How to create a secure directory on a Mac
Data and information these days seem to be more valuable than gold or precious stones. With the ever increase of activity in computer crime and Internet fraud, users want to secure their personal data on their computers more now than ever before.
Although MacOS X is an extremely secure operating system from hackers when you are using the Internet, the physical computer itself is not that secure. Files can be easily transferred off your Mac if someone has direct access to your machine as their can reset your password with a system disk and also if they have another Mac computer and a Firewire cable.
So, how do you secure your files? How can you secure your files so that only you can access to them? Fear not. MacOS X gives you the tools or tool in this tutorial, to do this “right out the box” as Steve Jobs often says. In this tutorial, I will show you how to create a secure directory, so that you can place your important files and other related documents securely away.
You can instead, if you wish, encrypt your entire home directory using FileVault; this function is located in the Security System Preference.
1. The tool that we are going to use, to create a secure directory, is called Disk Utility. It is located in the Applications > Utilities folder. We don’t actually create a secure directory as per sa, but more a ‘virtual’ directory. In fact we create an encrypted disk image volume where we can save the files and documents we want to secure away. It’s the same principle as FileVault, but you have more control.
2. Launch the Disk Utility application if you haven’t done so already. We use this application to create a new disk volume image. Click on ‘New Image’ in the toolbar.
3. You will be presented with the usual ‘Save As’ dialog box, but with a few added options. Save the disk image something like “Important Files” and select where you would like to save the image.

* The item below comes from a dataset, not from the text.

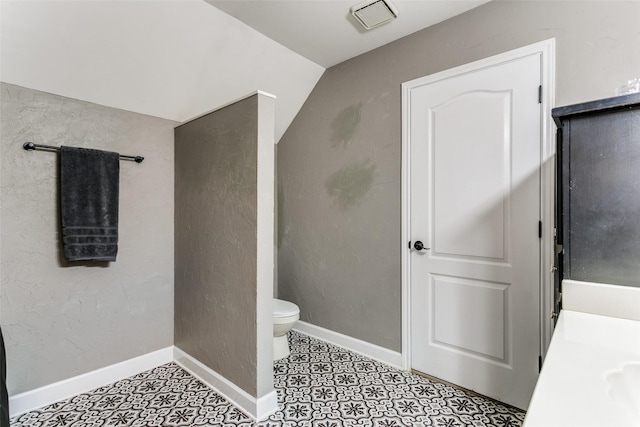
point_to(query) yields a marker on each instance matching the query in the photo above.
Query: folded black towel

4. There are various options to choose from. The first one, Volume Name, is what you would like the volume to be called when you mount the disk image, name this whatever you like. Volume Size is the size of the image that you would like to create. For added security, you can save the image on a memory stick later and keep in a safe place. Select a size that suits your needs. If you run out of room in the image, you will have to create a larger image at a later date. Volume Format you should leave as Mac OS Extended (Journaled) unless there is a specific reason why you should choose another.
5. The next option is Encryption. As stated in the application, you can choose 256-Bit encryption if you wish, but it will be slower. Pick the one that suits you best.
6. The last two options, Partitions should read ‘Single partition – Apple Partition Map’ and Image Format should read ‘read/write disk image’. This makes you able to read and write files to the image file. You should have a dialog box similar to the one below in the image:
7. When you are happy with your settings, click Create. Because we choose to encrypt the image, Disk Utility will ask you for a password. Insert a password that is going to be strong as displayed by the password strength indicator.
DO NOT FORGET YOUR PASSWORD!!! If you forget your password, tuff. There is no way of retrieving the data; it’s gone, it’s lost, it’s gone the way of the bit, bye bye, you’re SOL (shit out of luck). So choose a password carefully, but not stupidly, like your middle name etc.
Also, make sure that the check box for the ‘Remember password in my keychain’ is UNCHECKED (why this feature is here I’ll never know). We don’t want the password being stored on your computer.
8. Once you clicked ‘OK’, the disk image will be saved to your computer to the location that you specified earlier and the virtual disk will mount on your Desktop ready for use. Then it’s just a simple process of copying the files that you want to secure away on to the virtual disk. Once you have copied the files over, you can delete the originals off your hard disk.
9. When you have finished, drag the virtual hard disk to the trash to ‘eject’ the disk, therefore unmounting the image.
10. When you want to use the virtual disk again, just double-click the image. It will ask you for the password for the image. Once successful, the virtual disk will then mount on your Desktop as before.
11. For added security, you could save the disk image on to a memory stick. Then you can store the memory stick somewhere that is not near your computer and only insert the memory stick when you want to access your files.